A Whiney Self Indulgent Puke Post

It’s been a suckass week beginning with six hours of violent vomiting Sunday, rising to a mid-week farewell to my Sailor Boy, and culminating with Little Guy’s fist in my stomach Friday afternoon.

My illness triggered the avalanche, my slow recovery and Sailor Boy and his precious Love’s departure AGAIN, kept the boulders tumbling. My adopted kids do not cope well with me being anything short of vivacious. For them, any show of weakness is a warning that I may just disappear completely. The slide into their primal brains where they know only flight or fight is quick and easy and I wasn’t able to throw out any rescue lines from my nauseated puddle on the bathroom floor.

Little Guy has been aggressive and uncooperative at school and Little Sister has been honing her thievery and demolition skills while not sleeping EVER and resultingly becoming increasingly irritable. Throw in lingering nausea, malaise, and a teething baby and welcome to my week. Did I mention that it sucked ass?

I thought things peaked the morning Little Sister decided to chew up her fish oil capsule and spit it all over me–nothing like the smell of fish oil mixed with someone else’s saliva  in your hair to soothe an upset stomach–herself, and the kitchen then throw a fit in an effort to avoid going to school and facing the music for getting caught stealing the day before.

I was wrong.

Earlier this week, Little Guy had his Nintendo DS privileges revoked for being aggressive at school. He was told he could earn it back with three days of good behavior. The third day came and he reported all was well. In fact, his teacher had taken the time to write “Great Day” on his behavior log. I returned the DS, went to check the log and the festivities began.

Turns out he had failed to mention a physical altercation with a classmate the day before. I confiscated the DS and he attacked. He came at me with closed fists and seething rage. He screamed for half an hour. I haven’t seen him act like this in almost two years. It shook me. It hurt my feelings and left me wallowing in self pity.

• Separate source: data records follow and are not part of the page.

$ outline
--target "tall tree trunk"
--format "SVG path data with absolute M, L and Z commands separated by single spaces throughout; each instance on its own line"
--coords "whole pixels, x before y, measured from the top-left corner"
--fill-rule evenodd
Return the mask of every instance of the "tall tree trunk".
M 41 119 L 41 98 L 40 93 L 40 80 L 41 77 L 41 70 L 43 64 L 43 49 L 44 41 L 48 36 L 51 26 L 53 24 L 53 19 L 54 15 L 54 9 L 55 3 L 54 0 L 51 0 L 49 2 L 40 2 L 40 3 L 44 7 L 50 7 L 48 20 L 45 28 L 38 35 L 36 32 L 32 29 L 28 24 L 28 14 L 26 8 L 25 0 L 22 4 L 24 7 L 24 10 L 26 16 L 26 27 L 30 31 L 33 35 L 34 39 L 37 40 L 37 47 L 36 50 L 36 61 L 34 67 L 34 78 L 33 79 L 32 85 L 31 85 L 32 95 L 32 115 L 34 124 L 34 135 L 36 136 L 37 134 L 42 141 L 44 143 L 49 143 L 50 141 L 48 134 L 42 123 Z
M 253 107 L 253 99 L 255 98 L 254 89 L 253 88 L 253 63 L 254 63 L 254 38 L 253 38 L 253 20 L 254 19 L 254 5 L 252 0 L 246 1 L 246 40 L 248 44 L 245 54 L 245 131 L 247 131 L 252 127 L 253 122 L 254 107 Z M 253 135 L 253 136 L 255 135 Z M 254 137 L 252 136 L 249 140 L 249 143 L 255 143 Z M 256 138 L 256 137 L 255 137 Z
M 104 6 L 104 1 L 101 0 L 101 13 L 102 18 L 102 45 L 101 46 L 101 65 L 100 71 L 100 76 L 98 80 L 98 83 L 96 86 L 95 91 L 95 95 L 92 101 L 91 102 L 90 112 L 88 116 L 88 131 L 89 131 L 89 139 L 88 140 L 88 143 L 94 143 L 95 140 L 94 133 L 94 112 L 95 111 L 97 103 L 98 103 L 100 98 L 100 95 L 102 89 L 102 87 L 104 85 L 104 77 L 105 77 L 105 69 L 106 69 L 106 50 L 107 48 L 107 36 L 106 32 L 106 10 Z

It’s dark in this place at times, but I’m not supposed to talk about that. At a recent training with our Foster care agency, I was asked to comment on working with children diagnosed under the Fetal Alcohol Spectrum Disorders, but was quickly shut down when I mentioned the static nature of these kids’ issues and the need to change the environment rather than trying to change the child (because in most cases of FASD it is not possible.) That doesn’t fit into the sugary sweet rescue model and heaven knows we wouldn’t want to frighten the new families with, well, the truth.

I’ve attended trainings focused on the need for respite and assistance to prevent secondary trauma and compassion fatigue to caregivers of special needs children.

Lovely sentiment, but these services do not exist.

I can’t even find an occasional babysitter for my infant foster daughter and in 2.5 years, I have never been able to find respite for my 8-year-old with FAS. My attempts always yield responses, but said responders slink back into the night when I begin to talk about the issues.

The neurologist is sympathetic and validates my woes as I let down my guard and weep in his office, sharing that his other parents of children with an FASD describe all the same behaviors, he pats my shoulder tells me that I’m doing a good job, and writes out prescriptions that we both know will likely do no good.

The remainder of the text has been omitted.